Redução Para estabilizar as concentrações de metano que se encontram presentes nos dias de hoje, seria necessário uma redução imediata de 15-20% das emissões globais desse gás.
Óxido Nitroso
Fontes: O óxido nitroso é produzido naturalmente pelos oceanos e pelas florestas tropicais. Fontes antropogênicas de óxido nitroso são: a produção de nylon, ácido nítrico, atividades agrícolas, carros com três modos de conversão catalítica, queima de biomassa e a queima de combustíveis fósseis. A maior fonte de renovação do óxido nitroso são as reações fotolíticas (na presença de luz) na atmosfera.
Concentração Atmosférica: A concentração global atmosférica de óxido nitroso no começo de 1993 era de 310 ppbv (partes por bilhão por volume), por volta de 8% maior do que o nível da concentração durante o período que antecedeu a Revolução Industrial que era de 275 ppbv.

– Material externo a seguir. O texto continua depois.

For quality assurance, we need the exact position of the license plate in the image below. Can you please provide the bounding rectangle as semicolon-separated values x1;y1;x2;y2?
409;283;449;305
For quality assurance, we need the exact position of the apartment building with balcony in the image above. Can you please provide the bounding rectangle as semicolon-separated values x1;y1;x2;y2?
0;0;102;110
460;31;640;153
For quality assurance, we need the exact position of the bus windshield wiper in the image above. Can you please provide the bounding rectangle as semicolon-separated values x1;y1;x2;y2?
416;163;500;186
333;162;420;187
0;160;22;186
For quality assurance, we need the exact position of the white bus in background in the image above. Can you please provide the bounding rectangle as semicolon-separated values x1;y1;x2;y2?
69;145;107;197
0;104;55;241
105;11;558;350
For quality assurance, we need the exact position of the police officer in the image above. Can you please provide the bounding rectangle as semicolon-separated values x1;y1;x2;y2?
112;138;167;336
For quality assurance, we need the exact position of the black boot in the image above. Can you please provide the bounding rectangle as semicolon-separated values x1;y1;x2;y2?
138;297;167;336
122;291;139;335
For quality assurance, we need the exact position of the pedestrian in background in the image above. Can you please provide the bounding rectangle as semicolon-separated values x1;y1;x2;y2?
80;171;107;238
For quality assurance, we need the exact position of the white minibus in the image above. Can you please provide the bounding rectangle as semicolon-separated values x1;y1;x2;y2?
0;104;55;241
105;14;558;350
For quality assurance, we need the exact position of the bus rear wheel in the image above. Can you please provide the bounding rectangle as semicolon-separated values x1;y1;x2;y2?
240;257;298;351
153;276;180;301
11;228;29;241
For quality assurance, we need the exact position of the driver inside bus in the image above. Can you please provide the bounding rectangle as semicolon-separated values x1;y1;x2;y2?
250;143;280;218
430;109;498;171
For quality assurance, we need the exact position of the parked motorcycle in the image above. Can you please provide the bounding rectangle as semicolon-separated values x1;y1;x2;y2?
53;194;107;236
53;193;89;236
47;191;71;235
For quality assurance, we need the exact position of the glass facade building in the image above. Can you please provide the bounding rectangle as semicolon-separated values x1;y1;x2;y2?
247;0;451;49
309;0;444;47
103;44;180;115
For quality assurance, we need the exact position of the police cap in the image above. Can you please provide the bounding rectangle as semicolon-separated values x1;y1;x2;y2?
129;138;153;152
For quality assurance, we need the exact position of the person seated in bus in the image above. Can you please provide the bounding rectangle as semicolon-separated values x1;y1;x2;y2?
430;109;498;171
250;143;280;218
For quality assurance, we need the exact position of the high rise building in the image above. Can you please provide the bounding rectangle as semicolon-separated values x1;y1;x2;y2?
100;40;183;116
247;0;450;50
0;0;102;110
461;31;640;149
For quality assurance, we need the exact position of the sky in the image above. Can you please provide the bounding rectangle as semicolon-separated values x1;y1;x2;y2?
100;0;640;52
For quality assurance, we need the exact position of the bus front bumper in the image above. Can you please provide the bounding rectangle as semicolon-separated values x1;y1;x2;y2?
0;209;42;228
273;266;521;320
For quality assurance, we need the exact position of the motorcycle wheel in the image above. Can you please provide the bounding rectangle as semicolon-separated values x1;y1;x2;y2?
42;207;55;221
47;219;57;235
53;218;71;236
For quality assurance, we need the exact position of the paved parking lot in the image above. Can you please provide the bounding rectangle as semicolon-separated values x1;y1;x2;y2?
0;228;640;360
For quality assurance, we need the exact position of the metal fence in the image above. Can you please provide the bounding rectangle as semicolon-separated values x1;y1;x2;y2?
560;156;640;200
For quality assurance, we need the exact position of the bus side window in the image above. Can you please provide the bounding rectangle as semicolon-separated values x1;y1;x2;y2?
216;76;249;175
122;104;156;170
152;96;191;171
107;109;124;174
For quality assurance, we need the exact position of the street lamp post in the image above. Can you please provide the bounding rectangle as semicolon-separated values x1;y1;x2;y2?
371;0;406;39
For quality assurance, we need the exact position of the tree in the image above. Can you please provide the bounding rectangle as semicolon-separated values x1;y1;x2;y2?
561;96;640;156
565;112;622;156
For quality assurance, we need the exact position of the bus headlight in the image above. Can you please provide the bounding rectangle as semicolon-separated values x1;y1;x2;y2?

Redução: Para estabilizar as concentrações atuais o Intergovernmental Panel on Climate Change estimou que seria necessário a imediata redução de 70-80% da produção de óxido nitroso proveniente de fontes antropogênicas.
Halocarbonos
Fontes: Clorofluorcarbonos (CFCs) é um grupo de componentes produzidos pelo Homem, feito de cloro, flúor e carbono. A produção de CFCs começou na década de 30 com o avanço da refrigeração, e antes da Segunda Guerra Mundial, seu uso era limitado. Desde então eles vem sendo intensamente utilizados com componentes na produção de aerossóis, de espuma, na indústria de ar-condicionado e em várias outras aplicações. Não existe nenhuma fonte de renovação de CFCs na troposfera (baixa atmosfera). Como um resultado de inércia na baixa atmosfera ele é transportado para a estratosfera (10 a 50km de altitude) onde eles sofrem uma “quebra” pela radiação de raios UV, liberando átomos livres de cloro que atuam na destruição da camada de ozônio. Hidroclorofluorcarbonos (HCFCs) e hidrofluorcarbonos (HFCs) são componentes feitos pelo Homem que estão sendo usados para substituir os CFCs. Estes componentes são considerados como substitutos transitórios dos CFCs porque foi constatado que eles tem um grande potencial na atuação do aquecimento global da Terra.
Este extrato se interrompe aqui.